Search code examples
shellperlawksedpattern-matching

How to select lines between two same marker patterns which may occur multiple times with awk/perl or any other command line tool


Using awk or perl or any command line tool, how can I select lines which are occurring between two same marker patterns? There may be multiple sections marked with these patterns. So, the block starts at first occurrence of the pattern and ends at the second occurrence of the pattern. Everything ignored after that till the next occurrence of the pattern which is considered first occurrence and repeat.

For example: Suppose the file contains:

abc
def1
ghi1
jkl1
abc
1
2
3
abc
def2
ghi2
jkl2
abc
4
5
6
abc
stu
abc

And the pattern is abc.

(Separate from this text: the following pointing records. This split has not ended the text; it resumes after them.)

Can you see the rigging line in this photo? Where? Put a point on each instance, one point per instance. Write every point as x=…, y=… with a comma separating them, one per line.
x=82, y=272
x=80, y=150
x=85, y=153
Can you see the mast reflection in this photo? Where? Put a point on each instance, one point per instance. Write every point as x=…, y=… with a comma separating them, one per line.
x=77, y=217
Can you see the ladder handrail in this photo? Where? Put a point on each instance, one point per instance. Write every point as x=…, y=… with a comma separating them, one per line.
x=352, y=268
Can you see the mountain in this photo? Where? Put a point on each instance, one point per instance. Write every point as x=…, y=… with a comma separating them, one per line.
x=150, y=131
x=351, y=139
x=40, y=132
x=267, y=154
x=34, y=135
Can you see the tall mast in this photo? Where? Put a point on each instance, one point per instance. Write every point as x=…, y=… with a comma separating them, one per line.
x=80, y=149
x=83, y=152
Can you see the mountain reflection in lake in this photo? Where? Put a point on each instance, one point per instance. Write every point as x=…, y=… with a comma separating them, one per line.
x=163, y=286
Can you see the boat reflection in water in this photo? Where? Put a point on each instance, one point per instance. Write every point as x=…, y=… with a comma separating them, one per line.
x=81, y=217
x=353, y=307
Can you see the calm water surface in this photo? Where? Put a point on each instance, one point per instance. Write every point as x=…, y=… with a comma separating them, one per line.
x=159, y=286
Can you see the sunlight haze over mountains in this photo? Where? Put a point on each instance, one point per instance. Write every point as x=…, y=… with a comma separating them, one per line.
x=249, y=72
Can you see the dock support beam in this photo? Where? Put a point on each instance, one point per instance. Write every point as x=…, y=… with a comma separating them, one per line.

So, I need the output as:

abc
def1
ghi1
jkl1
abc
abc
def2
ghi2
jkl2
abc
abc
stu
abc

I tried various solutions from the other related questions, but they were all for different start and end patterns.

How to print lines between two patterns, inclusive or exclusive (in sed, AWK or Perl)?

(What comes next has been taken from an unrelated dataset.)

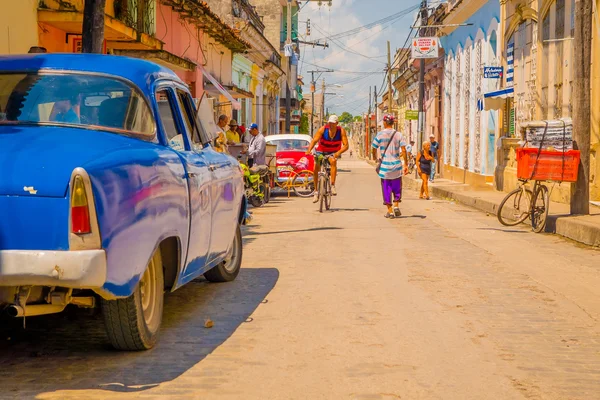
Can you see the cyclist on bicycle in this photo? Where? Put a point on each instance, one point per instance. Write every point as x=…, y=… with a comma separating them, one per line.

Extract lines between two patterns from a file

Extract text between 2 markers Extract lines between 2 tokens in a text file using bash

I updated the solutions as per my need, which looked something like this:

perl -lne 'if(/abc/){$flag=1; print} elsif(/abc/){$flag=0}' file.txt
awk '/abc/,/abc/' file.txt

I only ended up getting lines which contain the pattern and not the text block between them.

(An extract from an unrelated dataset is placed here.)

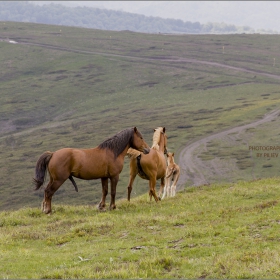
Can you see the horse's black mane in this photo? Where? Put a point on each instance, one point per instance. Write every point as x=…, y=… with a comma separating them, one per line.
x=118, y=142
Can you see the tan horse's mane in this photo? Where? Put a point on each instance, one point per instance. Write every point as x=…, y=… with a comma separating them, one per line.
x=156, y=138
x=132, y=153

How can I do this in awk or perl or any command line tool, such that I get the text block with same patterns ?


Solution

  • An easy way is with the range operator, the three-dot variant

    perl -wne'/abc/ ... /abc/ and print' data.txt
    

    Another way, with an explicit flag and all but more concise

    perl -wnlE' /abc/ and $f ^= 1; $f and say' data.txt
    

    This doesn't print the end marker though. To have both start and end markers printed

    perl -wnlE' ($f or /abc/) and say; /abc/ and $f ^= 1' data.txt
    

    Explanation --

    In Perl all logical operators short-circuit. Consider A and B: if the first expression (A) evaluates to something "falsey" then B is not evaluated -- that code doesn't run. Thus A and B is mostly equivalent to if (A) { B }.

    I use the short-circuiting nature here to streamline code for a one-liner; it's normally far clearer in normal code to write it out nicely. So, the first statement amounts to

    • if ($f or /abc/) { say } -- print the line if $f evaluates to "truthy" (flag is set) or we are on the line with abc. The second condition is matched by regex, $_ =~ m/abc/, where m may be omitted with // delimiters and the pattern binds to $_ by default so that can be omitted as well -- thus just /abc/, which returns true/false.

      Now for setting that flag...

    • Next statement, we test /abc/ and if-it-matches-then (per the short-circuiting and) we do $f ^= 1. This second expression uses bitwise ^, as follows.

      When two numbers are bitwise XOR-ed each pair of their bits is XOR-ed -- the resulting bit is set if one of them is set but not the other, and it's not set otherwise. So 0101 ^ 1100 gives 1001 (higher four bits omitted here; needed for testing)

      Then doing it with 1 results in flipping the lowest bit: 6 ^ 1 produces 7 (0110 ^ 1 --> 0111) while 7 ^ 1 returns 6. And we flip between 0 and 1. Then we assign that back, $f = $f ^ 1; for which there is syntax $f ^= 1.

      Thus this sets the flag if it is unset (0-->1) and the other way round, on a line with abc, as needed for the next line.


    Of course since this reads from a file and line endings aren't touched one can use print instead of say and then only -wne switches are needed.

    I just liked say better here. Also, -lE with say handles a case where this filter is fed strings wihtout linefeeds, as well.